For each flagged session_id only, locate its raw transcript (~/.claude/projects/**/<session_id>.jsonl) and dispatch one sub-agent per transcript (one ~1MB log = one agent = one context boundary; fan out in parallel). Each sub-agent reads its single raw log and returns semantic frictions the digest cannot see. You never read the raw log yourself (constraint 1); the raw log never leaves the machine. Require each finding in the metrics-only shape the validator enforces — only these keys: {lens, friction_type, target_artifact, confidence, count} (plus optional session_id/project/host), with lens ∈ {methodology, harness, devex, accuracy}. A finding may say that a friction occurred and which artifact to fix, never a prompt, code, path, or quote.
Mechanically verify the privacy boundary before keeping anything — drop (do not report) any finding with violations:
```
python3 ${CLAUDE_PLUGIN_ROOT}/../../scripts/eval_rawlog.py \
  --validate memory/tier2-findings.json
```

4. Suggest (write the report)

Write reports/session-review-<date>.md (or --out). Rank the suggestions and, for each, record: the tag ({token|rework|accuracy} from the digest, or a Tier-2 lens {methodology|harness|devex}), the evidence (metrics only), the concrete target artifact, the proposed change, and the hand-off destination from the table below. Nothing is auto-applied.

The methodology lens (from Step 2b only) observes the operator's own habits (e.g. deferring decisions with no owner). These have no target artifact and no hook — their hand-off is "to the human, as an observation." Put them under their own report heading; never route them to a gate.

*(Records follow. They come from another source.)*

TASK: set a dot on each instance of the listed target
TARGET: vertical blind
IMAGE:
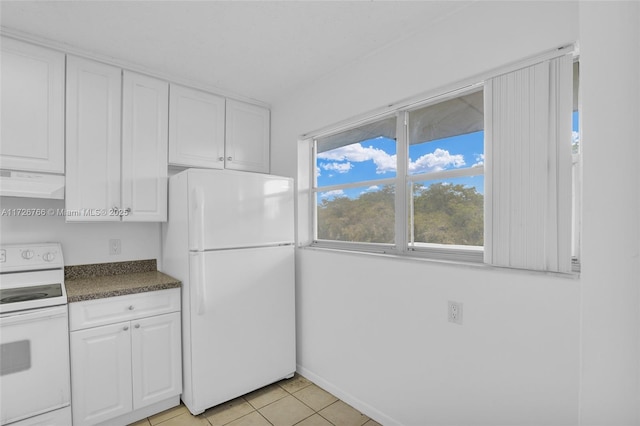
(528, 167)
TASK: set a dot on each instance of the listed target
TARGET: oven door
(34, 362)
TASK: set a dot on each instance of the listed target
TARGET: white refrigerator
(229, 239)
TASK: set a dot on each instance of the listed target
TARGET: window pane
(447, 135)
(455, 152)
(448, 212)
(361, 154)
(363, 214)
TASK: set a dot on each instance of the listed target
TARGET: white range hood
(32, 185)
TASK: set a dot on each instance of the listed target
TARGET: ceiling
(261, 50)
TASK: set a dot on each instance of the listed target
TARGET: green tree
(368, 218)
(443, 214)
(448, 214)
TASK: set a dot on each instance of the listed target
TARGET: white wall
(534, 348)
(82, 243)
(610, 68)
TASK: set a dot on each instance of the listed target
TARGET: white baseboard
(356, 403)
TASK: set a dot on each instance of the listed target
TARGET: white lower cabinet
(122, 371)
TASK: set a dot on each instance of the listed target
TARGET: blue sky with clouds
(376, 159)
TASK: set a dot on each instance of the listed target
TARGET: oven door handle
(32, 315)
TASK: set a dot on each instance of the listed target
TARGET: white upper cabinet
(93, 140)
(208, 131)
(247, 137)
(145, 115)
(196, 128)
(32, 93)
(116, 170)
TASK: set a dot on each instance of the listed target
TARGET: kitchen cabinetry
(32, 93)
(116, 170)
(196, 128)
(247, 137)
(125, 357)
(208, 131)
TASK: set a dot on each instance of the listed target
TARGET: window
(358, 171)
(445, 173)
(418, 181)
(355, 184)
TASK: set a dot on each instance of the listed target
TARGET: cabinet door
(156, 357)
(145, 115)
(196, 128)
(100, 373)
(93, 140)
(32, 93)
(247, 137)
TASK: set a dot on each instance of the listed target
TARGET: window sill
(411, 257)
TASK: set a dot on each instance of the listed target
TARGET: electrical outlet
(455, 312)
(115, 247)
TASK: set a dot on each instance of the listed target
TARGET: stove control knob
(49, 257)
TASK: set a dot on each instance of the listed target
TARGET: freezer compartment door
(242, 322)
(237, 209)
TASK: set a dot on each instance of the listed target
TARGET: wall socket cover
(455, 312)
(115, 247)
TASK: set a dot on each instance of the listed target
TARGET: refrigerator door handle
(201, 286)
(200, 208)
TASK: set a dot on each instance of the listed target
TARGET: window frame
(402, 182)
(307, 235)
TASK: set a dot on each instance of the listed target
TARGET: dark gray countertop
(96, 281)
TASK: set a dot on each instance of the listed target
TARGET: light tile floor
(295, 401)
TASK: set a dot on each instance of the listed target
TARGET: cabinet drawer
(92, 313)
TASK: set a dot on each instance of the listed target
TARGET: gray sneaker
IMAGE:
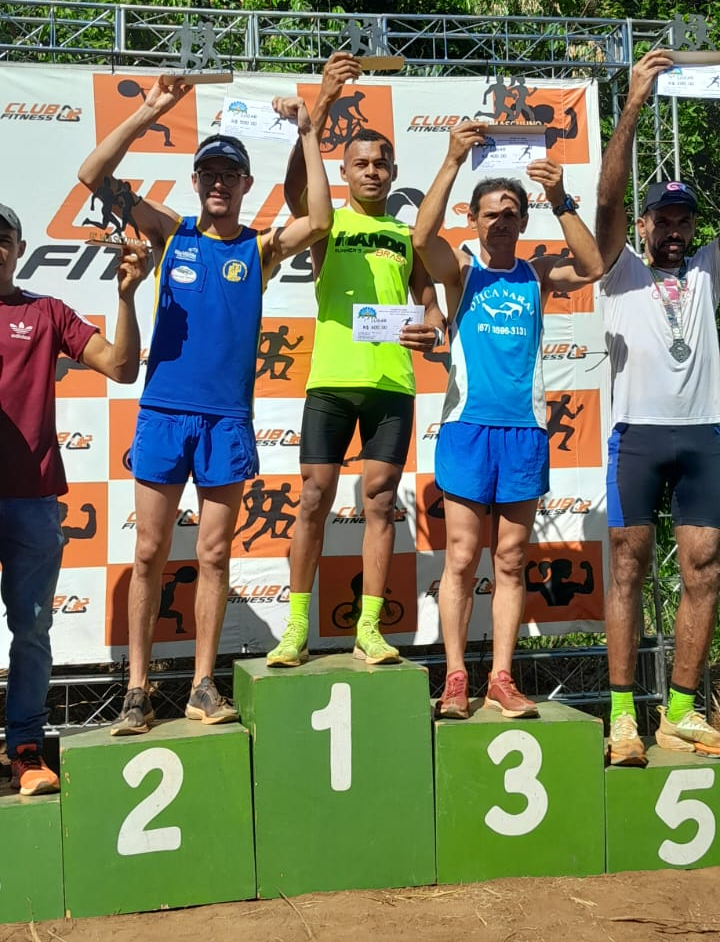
(136, 715)
(206, 704)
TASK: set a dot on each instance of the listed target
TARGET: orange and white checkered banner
(51, 118)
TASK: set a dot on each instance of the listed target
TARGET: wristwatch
(568, 205)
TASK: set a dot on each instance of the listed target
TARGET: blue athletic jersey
(208, 304)
(496, 350)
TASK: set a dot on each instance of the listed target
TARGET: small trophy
(117, 203)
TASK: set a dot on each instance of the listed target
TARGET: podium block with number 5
(519, 797)
(157, 821)
(31, 884)
(343, 774)
(666, 815)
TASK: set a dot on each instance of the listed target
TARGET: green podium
(519, 797)
(665, 815)
(342, 773)
(156, 821)
(31, 873)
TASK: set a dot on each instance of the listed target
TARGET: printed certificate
(383, 322)
(244, 117)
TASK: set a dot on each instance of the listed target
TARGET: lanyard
(673, 307)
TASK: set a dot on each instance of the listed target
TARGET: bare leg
(464, 522)
(155, 507)
(512, 526)
(379, 489)
(630, 555)
(699, 558)
(219, 507)
(318, 493)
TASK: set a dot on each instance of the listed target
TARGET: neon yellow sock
(371, 607)
(621, 701)
(679, 703)
(299, 607)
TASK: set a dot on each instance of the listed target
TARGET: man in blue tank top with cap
(492, 452)
(196, 408)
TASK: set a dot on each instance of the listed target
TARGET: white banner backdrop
(50, 119)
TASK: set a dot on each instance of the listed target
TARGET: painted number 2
(520, 780)
(337, 717)
(674, 811)
(133, 837)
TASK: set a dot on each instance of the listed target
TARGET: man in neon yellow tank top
(367, 259)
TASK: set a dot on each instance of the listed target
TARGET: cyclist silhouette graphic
(346, 614)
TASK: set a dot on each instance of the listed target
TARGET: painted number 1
(133, 837)
(337, 717)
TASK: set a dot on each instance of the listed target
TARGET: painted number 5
(133, 838)
(674, 811)
(520, 780)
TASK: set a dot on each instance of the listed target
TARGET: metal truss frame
(137, 36)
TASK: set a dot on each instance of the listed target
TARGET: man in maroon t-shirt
(34, 330)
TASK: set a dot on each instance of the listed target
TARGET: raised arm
(611, 220)
(305, 230)
(586, 264)
(120, 360)
(438, 256)
(153, 218)
(431, 332)
(340, 68)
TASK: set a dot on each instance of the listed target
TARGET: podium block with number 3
(31, 878)
(519, 797)
(343, 774)
(665, 815)
(157, 821)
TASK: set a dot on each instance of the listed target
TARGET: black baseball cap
(670, 193)
(223, 145)
(10, 217)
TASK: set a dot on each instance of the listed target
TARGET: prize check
(383, 322)
(503, 149)
(243, 117)
(690, 81)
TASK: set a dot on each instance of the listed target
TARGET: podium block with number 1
(343, 774)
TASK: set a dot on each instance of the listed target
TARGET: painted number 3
(519, 780)
(134, 837)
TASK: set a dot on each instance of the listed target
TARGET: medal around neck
(680, 351)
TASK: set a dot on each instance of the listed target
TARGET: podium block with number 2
(343, 774)
(157, 821)
(519, 797)
(665, 815)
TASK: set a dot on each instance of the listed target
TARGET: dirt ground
(626, 907)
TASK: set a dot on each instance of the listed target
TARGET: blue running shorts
(169, 446)
(492, 465)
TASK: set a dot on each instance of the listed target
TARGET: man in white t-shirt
(659, 314)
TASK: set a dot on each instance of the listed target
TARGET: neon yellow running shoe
(690, 734)
(292, 650)
(371, 647)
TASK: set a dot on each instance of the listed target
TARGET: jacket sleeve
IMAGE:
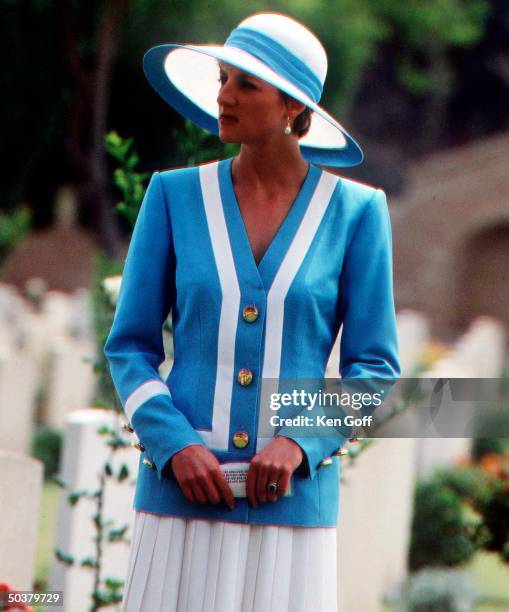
(369, 342)
(134, 347)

Suggestion kind	Hand off to
Config / prompt / convention fix	`/feedback-learning`
Effort re-banding	`/harness-audit` + `.claude/model-ladder.json`
New / changed detection rule	`/agent-eval` (validate before shipping)
Token-heavy skill / agent	`token-efficiency-review`
Operator methodology observation (`methodology`)	the human, as an observation — no artifact, no hook

5. Persist the trend (#129)

Append one metrics-only summary record to the trend stream so /harness-audit can consume real-session data over time:

python3 ${CLAUDE_PLUGIN_ROOT}/../../scripts/session_extract.py \
  --plugin-root ${CLAUDE_PLUGIN_ROOT} --append metrics/session-digest.jsonl >/dev/null

The appended record holds aggregate counts only — no file names, prompts, or code (see the schema in the eval-system docs).

6. Report

Print the report path and the top-ranked suggestions. Do not invent numbers — cite exactly what the digest and the analysis agent emit.

OSS complements

For continuous quantitative monitoring, recommend (don't replace) ccusage, native OpenTelemetry, and claude-code-log. This skill covers the plugin-specific qualitative suggestions those tools cannot — they don't know this plugin's agents/skills. See the eval-system docs for details.